Paradójicamente, a este mediocampista lo apodarían “el diablo” debido a que parecía estar poseído cada vez que realizaba una finta teniendo tantas piernas encima, aunque dentro de su patria sería más bien considerado como un mesías, un ser capaz de obrar el milagro de llevar a Bolivia a su primera Copa Mundial de la FIFA de manera legal (a 1930 y 1950 habían ido por invitación), una gesta impresionante e imperecedera.
Desde sus inicios el santacruceño demostró ser un jugador fuera de serie. Su clase se dio a conocer a muy corta edad, por lo que fue llamado para jugar en las inferiores del seleccionado boliviano. Allí logró su primer gran hazaña, ya que la Verde se clasificó a sus dos únicos mundiales juveniles –los Sub 16 de 1985 y 1987- y en ambos el pequeño diablillo hizo acto de presencia. Si bien no podrían ganar en ninguno de los dos campeonatos, sí que venderían muy cara sus derrotas. Nadie lo sabía aún, pero en aquellos certámenes (que ahora son Sub 17) comenzó a gestarse la generación que haría historia unos años más tarde, ya que también Erwin Sánchez y Luis Cristaldo harían acto de presencia.
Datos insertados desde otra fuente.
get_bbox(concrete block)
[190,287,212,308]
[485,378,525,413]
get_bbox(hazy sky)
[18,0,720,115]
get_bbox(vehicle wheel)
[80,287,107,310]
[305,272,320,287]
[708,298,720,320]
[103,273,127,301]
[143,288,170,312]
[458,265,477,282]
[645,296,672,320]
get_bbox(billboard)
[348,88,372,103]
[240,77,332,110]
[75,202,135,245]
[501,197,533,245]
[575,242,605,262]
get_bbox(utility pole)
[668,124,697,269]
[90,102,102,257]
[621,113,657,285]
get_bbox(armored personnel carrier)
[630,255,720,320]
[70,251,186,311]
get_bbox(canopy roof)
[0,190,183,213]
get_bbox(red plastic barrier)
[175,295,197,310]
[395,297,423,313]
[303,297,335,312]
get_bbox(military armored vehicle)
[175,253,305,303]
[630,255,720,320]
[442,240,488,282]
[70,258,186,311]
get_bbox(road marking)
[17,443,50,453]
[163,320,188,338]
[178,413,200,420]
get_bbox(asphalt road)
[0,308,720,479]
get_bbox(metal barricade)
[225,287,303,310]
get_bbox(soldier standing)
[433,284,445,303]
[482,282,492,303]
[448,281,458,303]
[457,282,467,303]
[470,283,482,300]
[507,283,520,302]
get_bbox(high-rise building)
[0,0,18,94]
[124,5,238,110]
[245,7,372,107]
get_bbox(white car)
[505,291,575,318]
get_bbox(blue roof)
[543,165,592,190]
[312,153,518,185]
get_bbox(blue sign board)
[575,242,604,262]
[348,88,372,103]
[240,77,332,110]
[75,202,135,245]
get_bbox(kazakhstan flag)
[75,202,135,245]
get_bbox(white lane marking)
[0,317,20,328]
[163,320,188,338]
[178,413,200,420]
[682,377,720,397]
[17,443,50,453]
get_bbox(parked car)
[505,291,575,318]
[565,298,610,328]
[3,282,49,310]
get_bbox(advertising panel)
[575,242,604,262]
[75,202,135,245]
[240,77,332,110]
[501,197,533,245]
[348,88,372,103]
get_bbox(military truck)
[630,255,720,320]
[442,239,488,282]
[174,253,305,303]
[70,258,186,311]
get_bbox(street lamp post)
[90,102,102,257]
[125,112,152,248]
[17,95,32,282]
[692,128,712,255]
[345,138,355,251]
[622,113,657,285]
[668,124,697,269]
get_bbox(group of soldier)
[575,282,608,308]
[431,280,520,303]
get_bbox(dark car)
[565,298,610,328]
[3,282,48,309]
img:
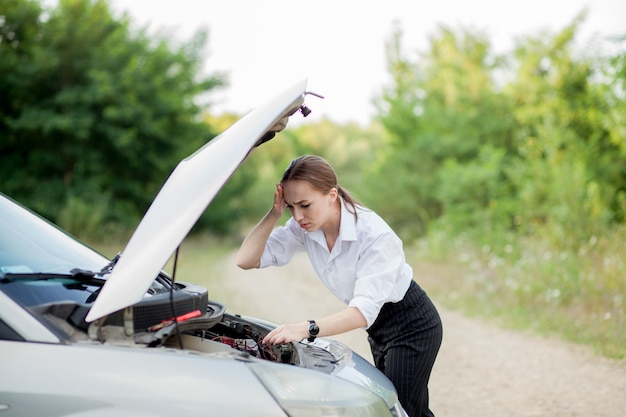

Etcheverry tenía una manera particular de jugar, típica de los mediocampistas ofensivos de este lado del continente. Casi no se movía de su lugar y solía correr más bien poco, pero aquello no le hacía falta. Ni bien el balón llegaba a sus pies, estos comenzaban a moverse como si estuvieran llenos del espíritu del fútbol. No importaba cuántos marcadores buscaran quitarle el bendito bien, él siempre se escapaba a través de sus sutiles regates. En un metro podía sacarse de encima a dos, tres o hasta cuatro marcadores y despejar, de esta forma, el camino. Y si bien era un atacante con gol, su habilidad máxima era la de hacer todo el trabajo sucio para hacer que otros disfrutaran del éxtasis final. Era un demonio que se transformaba en un ángel.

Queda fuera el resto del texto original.